Throw in colossal ball-carriers Louis Picamoles, Census Johnston et al, against Seán O’Brien, Jamie Heaslip and co, and this could be seismic.
If both teams bring their A games it has game-of-the-season potential writ large, like Leinster’s unforgettable 41-35 quarter-final in Toulouse in ’06 which gave birth to the Blue Army and Allez les Bleus.
It would have made a great final, but if Leinster had to bump into Toulouse at some juncture, then a semi-final at the palindrome is perhaps preferable to the final in Cardiff.
These are the last two champions of Europe going head-to-head, Toulouse’s mixture of brute force and cutting edge having wrested the cup away from Leinster by 26-16 in last season’s semi-final in le Stadium. As Heaslip put it on Sky’s Rugby Club: “They took it off us. We want it back. It’s that simple.”
A whiff of vengeance always helps, and in analysing this contest, last season’s semi also makes for a good reference point. Both teams follow along expected lines, save for Thierry Dusautoir being kept in reserve on the bench as coach Guy Noves opts to start with Yannick Nyanga, which means Toulouse have seven changes to last year, and Leinster five.
The selection of Picamoles ahead of the more mobile Shaun Sowerby would appear to suggest that Noves wants to bully Leinster close in. Then again, Nyanga is a wonderfully dynamic flanker and the preference of Poitrenaud over Yannick Jauzion – the try-scoring destroyer-in-chief in last year’s semi-final – gives their midfield more unpredictability and pace.
After lulling Leinster into a false sense of security in the scrum a year ago, Toulouse gradually upped the ante. But Daan Human is on the bench and Benoit Lecouls, who gave Cian Healy such a torrid time, is ruled out.
A year older and wiser (and still only 23), one imagines nobody will be more motivated today than Healy.

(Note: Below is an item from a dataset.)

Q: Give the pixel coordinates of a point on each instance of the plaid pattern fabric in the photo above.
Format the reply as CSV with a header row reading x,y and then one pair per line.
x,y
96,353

Mind you, the 110kg Healy is giving over three stone to the 130kg Johnston – whose cousin, Johnson Falefa, is on a typically scary bench which also features Human, Dusautoir, Sowerby and Jauzion.
Rupeni Caucaunibuca mightn’t even make the cut if Gregory Lamboley is passed fit, and history shows us that Noves makes full use of his bench.
But along with an older Healy, the advent of Richardt Strauss and Mike Ross means Leinster are an altogether different unit this season and Toulouse are less likely to have the same levels of testosterone away from their rouge-et-noir supporters.
O’Brien has also since emerged and, along with the mobile and converted flanker Strauss, that gives them the ball-carrying to match the Toulouse juggernaut.
It’ll be interesting to see how the Leinster/Irish double-tackle policy in forcing mauls and turnovers works. Given how the Top 14 is so liberally refereed, the presence of an English referee might prove more damaging to Toulouse, especially at the breakdown. Except that then you recall Dave Pearson’s profoundly poor performance at the Ireland-France game (not to mention Toulon-Munster) in this year’s Six Nations.
The Toulouse offloading game is par excellence, and if they make line-breaks their support play is superb.
But Leinster’s ability to attack space, along with their passing and offloading skills, have improved significantly. So too their counter-attack; Nacewa’s influence from fullback should be more profound than from the wing last season.
Most of all, though, Jonny Sexton was hors de combat then, and with him Leinster’s kicking and running games are incomparable.
At the risk of tempting fate – recalling how David Skrela sliced through for a try in his 21-point haul last season – Leinster look to have a key advantage at 10.
All season the Leinster machine has cranked up into overdrive for Heineken Cup matches, and they will again seek to hit the ground running with plenty of their customary width. This has several effects, such as stretching the Toulouse defence and getting the crowd at fever pitch from the off.
With ambition comes risk, and if there were flaws in their epic quarter-final win over Leicester, it was in their first-half finishing and field positioning, which combined to leave Leicester only 9-3 adrift at the break. So Sexton and co need to turn the screw; make that home advantage count.
Most of all, of course, Leinster will be getting out of their own beds this morning and will be roared on by 90 per cent of the crowd. It’s set for a Blue Day.